Heroes by the Hundredfold: 100 Best Costumed-Crusader Films: 1 – 10

Just to recapitulate the criteria for inclusion in this “list of the best costumed-crusader movies…”


Since Martin Scorsese asserted that he viewed MCU movies as nothing but thrill rides— and since this has been a common canard about all superhero stories almost from the beginnings of the genre– I started looking for superhero films that had more than simply kinetic thrills to offer, though all the films on this list do offer those as well. By “more than,” I mean they usually fall into three categories: “the dramatic,” which covers elements involving characterization. “The didactic,” which are elements involving any sort of philosophical discourse. And “the mythopoeic,” which has elements with some poetic richness. Some, if not all, of these elements appear within the diegesis of each chosen film, though I also will mention elements that pertain to a film’s significance in history, like “first film to depict a female costumed crusader.” Such extra-diegetic elements fall into my mythopoeic category, for whatever that’s worth.


And now, on with the list starting with number 1.



This serial’s existence makes it impossible for me to start the list with the Big Kryptonian Daddy of All Superheroes, but at least I can begin with Superman’s best imitator. Republic Studios wanted to adapt Superman in the early forties, but negotiations with DC Comics stalled, so Republic reached out to Fawcett Comics to adapt Captain Marvel instead. (One line of thought suggests that this cinematic competition motivated DC’s infringement suit against Fawcett far more than Fawcett’s competition with DC on the comics-stands.) Republic assigned its top serial-directors, William Witney and John English, to the task of adaptation, and cast former weightlifter Tom Tyler as the guy who popped up every time Billy Batson said “Shazam!” The hero’s debut is tied to an archaeological expedition to Siam, searching for a legendary objet d’art: a statue of a scorpion which, when combined with special lens, can project formidable energies. But one of the archaeologists wants to use the statue for world conquest, and he assumes the double ID of The Scorpion, complete with a scorpion-motif on his robes. To combat this evil, the wizard Shazam appears to Billy Batson– one of the few crewmembers to register a complaint about profaning an ancient temple– and gives him the secret word with which to become a superhero.
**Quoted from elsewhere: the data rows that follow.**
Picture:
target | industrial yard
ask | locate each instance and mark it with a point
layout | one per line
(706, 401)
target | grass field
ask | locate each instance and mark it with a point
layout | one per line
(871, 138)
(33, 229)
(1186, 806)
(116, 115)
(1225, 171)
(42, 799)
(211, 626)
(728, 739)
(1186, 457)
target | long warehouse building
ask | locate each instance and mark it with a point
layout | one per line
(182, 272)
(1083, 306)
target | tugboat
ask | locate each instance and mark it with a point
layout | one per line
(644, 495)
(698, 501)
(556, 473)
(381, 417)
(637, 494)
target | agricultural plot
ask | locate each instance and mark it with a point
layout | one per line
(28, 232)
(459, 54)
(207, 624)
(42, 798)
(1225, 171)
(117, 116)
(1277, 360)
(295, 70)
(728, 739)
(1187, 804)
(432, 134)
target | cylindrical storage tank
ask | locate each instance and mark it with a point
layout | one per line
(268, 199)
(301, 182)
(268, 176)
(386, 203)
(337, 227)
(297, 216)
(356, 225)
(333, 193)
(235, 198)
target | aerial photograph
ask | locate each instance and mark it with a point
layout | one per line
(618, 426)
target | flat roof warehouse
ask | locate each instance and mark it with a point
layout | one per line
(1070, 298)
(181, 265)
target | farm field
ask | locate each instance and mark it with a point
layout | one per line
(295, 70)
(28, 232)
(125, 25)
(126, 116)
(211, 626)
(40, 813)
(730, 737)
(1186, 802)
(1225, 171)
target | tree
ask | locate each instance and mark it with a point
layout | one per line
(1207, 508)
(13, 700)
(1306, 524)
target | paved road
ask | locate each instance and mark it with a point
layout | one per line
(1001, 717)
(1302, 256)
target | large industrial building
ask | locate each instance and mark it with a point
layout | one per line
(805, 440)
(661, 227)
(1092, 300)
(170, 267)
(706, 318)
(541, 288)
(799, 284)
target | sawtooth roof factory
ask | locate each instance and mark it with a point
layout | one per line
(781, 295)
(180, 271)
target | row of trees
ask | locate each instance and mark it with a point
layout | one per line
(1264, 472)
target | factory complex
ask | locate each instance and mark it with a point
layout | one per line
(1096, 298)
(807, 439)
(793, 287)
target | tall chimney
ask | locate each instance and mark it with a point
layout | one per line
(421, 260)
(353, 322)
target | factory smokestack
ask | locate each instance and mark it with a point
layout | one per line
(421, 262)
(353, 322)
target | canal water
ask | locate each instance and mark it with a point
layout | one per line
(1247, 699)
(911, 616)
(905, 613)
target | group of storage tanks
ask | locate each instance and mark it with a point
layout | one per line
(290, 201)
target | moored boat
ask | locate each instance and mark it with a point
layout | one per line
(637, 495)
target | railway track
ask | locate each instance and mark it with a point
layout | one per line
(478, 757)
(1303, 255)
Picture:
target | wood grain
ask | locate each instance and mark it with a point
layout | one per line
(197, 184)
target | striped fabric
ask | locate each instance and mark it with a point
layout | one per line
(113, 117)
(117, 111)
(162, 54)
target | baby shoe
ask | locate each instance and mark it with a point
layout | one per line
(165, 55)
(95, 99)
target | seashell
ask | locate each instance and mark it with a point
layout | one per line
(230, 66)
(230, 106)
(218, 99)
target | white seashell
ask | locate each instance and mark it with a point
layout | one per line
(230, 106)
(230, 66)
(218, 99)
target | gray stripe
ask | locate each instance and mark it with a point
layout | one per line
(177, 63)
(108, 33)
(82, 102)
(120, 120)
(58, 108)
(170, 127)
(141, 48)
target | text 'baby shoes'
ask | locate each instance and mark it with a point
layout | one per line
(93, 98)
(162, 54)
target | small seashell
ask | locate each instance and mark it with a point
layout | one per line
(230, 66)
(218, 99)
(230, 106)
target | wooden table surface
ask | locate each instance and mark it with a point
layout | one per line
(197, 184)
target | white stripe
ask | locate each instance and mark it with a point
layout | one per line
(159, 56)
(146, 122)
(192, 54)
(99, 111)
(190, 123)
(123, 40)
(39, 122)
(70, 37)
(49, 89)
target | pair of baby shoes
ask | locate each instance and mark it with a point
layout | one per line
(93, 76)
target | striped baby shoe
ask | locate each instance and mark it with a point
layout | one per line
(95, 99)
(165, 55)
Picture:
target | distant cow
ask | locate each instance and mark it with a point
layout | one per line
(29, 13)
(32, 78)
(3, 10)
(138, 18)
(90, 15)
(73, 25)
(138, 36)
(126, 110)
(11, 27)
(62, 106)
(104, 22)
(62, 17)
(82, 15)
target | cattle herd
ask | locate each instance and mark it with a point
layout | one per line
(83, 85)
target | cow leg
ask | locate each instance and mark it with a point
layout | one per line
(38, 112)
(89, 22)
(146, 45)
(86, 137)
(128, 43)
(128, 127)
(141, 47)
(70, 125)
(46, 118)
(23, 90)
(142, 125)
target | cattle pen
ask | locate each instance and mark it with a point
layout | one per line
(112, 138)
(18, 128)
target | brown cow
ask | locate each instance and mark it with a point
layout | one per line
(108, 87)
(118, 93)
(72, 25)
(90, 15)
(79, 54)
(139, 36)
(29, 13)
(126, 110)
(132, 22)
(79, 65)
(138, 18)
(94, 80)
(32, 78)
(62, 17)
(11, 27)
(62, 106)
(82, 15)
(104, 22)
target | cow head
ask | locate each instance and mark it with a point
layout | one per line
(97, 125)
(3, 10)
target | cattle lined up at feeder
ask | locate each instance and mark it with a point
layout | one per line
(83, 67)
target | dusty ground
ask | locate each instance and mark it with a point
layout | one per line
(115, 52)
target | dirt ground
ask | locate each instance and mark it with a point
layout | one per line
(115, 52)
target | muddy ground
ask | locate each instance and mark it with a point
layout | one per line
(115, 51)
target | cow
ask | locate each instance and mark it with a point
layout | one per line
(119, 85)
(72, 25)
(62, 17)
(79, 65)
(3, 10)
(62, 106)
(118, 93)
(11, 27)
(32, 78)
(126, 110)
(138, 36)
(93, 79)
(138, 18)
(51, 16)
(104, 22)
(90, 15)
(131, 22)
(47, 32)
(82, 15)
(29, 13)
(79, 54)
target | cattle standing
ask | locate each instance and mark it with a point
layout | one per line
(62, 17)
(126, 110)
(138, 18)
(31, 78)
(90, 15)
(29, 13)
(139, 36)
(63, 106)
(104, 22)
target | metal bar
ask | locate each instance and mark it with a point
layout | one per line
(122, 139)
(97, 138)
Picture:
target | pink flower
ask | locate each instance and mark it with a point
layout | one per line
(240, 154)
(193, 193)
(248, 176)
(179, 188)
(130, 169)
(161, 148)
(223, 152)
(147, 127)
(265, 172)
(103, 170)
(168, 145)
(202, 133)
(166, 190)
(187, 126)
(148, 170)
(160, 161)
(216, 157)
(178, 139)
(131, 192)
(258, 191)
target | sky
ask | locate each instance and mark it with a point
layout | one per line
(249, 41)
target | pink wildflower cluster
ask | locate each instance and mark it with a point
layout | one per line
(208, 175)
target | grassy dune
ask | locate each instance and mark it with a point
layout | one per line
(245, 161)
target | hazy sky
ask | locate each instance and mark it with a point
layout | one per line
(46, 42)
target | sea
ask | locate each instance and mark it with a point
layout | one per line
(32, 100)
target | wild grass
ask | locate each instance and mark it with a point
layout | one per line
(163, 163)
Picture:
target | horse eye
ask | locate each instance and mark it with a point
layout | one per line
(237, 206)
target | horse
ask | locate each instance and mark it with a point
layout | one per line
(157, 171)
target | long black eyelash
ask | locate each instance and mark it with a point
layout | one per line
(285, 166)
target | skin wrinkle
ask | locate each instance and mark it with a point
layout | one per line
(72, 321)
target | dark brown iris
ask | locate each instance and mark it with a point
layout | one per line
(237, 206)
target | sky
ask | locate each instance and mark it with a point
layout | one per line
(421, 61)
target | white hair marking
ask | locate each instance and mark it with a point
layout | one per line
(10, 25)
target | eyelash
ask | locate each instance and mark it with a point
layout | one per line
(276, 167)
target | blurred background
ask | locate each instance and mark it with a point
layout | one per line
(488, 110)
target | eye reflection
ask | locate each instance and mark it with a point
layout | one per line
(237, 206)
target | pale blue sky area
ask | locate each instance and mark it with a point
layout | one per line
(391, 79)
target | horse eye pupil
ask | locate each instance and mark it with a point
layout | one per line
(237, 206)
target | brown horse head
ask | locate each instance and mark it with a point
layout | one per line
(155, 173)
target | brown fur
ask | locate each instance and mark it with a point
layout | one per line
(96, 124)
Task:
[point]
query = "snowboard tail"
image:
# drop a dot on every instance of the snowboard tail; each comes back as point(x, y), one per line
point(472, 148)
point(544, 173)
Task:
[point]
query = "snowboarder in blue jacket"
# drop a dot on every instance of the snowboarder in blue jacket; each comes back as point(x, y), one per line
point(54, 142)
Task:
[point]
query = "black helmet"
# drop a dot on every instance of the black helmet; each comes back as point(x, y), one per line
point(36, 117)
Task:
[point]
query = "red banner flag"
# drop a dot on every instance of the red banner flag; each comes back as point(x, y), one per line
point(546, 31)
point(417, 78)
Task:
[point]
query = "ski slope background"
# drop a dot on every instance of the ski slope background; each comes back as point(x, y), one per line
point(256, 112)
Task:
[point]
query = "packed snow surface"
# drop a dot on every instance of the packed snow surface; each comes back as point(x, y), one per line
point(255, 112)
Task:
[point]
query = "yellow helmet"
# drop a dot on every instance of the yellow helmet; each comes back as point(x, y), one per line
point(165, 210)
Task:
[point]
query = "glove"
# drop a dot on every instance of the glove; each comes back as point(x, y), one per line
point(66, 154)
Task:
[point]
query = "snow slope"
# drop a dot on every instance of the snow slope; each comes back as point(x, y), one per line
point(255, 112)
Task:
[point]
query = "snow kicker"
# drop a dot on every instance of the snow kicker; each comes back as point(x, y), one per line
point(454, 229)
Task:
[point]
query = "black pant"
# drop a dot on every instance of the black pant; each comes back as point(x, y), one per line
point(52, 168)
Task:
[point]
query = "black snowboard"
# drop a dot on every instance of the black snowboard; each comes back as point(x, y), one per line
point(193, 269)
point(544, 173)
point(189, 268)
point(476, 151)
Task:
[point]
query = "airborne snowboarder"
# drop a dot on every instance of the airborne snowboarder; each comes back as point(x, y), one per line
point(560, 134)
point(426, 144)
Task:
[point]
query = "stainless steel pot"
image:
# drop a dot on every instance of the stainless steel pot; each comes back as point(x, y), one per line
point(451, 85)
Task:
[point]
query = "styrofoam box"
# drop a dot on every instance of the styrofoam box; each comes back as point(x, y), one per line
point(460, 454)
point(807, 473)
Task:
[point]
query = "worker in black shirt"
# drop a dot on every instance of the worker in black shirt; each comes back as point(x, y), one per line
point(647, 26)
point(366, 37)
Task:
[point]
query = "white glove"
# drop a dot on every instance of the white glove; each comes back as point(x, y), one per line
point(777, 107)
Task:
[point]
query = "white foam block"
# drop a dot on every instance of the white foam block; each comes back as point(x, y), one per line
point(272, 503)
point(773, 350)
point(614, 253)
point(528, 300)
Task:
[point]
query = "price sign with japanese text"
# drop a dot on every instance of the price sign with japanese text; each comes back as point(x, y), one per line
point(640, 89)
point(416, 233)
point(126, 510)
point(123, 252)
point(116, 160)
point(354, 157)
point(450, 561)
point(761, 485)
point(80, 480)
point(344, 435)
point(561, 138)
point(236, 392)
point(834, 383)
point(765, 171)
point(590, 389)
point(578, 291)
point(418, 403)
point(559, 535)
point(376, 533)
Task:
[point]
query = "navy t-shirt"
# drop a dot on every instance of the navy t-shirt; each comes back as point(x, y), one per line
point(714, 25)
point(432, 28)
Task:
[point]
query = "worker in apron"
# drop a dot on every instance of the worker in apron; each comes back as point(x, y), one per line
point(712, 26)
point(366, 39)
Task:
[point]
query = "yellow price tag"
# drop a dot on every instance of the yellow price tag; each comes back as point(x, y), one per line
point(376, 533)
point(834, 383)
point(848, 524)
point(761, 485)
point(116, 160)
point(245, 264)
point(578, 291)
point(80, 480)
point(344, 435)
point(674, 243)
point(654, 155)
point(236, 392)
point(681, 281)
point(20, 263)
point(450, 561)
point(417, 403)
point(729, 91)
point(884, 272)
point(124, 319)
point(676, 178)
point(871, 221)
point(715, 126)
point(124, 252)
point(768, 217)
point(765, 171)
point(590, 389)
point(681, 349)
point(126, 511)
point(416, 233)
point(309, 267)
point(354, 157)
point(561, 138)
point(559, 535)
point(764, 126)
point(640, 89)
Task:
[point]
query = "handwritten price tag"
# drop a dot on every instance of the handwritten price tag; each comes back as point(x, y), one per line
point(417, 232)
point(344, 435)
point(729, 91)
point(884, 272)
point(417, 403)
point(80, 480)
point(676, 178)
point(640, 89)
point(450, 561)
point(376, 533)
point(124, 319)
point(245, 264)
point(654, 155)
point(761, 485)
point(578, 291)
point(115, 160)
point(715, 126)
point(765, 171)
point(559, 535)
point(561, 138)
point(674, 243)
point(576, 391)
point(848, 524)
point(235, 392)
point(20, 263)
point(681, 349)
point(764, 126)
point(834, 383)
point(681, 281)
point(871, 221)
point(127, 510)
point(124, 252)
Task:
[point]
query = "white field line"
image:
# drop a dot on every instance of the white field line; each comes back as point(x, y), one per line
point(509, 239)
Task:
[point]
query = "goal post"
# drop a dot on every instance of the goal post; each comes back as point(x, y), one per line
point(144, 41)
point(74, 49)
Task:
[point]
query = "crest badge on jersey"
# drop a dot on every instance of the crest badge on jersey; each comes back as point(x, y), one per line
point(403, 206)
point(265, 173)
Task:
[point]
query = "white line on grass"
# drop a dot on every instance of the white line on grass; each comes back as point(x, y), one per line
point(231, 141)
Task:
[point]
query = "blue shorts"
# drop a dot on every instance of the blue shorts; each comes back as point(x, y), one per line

This Captain Marvel is perhaps less invulnerable than the comics-version, since he can be threatened by things like hot lava– but he still displays all the expected super-powers of flying and letting bullets bounce off him. Since the Captain is so powerful, once or twice the writers have fun with his near-omnipotence, as when he picks up a Scorpion-henchman and simply throws the schmuck off a roof. After the Scorpion’s defeat, Billy loses his super-power, but maybe it’s just as well that Republic didn’t return to the well for another installment. Tyler sells all the action with his earnest portrayal of Captain Marvel, but as it happens the support-cast has a wealth of other performers who essayed superheroes: Reed Hadley (ZORRO’S FIGHTING LEGION), Kenne Duncan (THE GREEN ARCHER), and Gerald Mohr (who, long after voicing the Scorpion, went on to do the same to two sixties cartoon-heroes, Green Lantern and Mister Fantastic).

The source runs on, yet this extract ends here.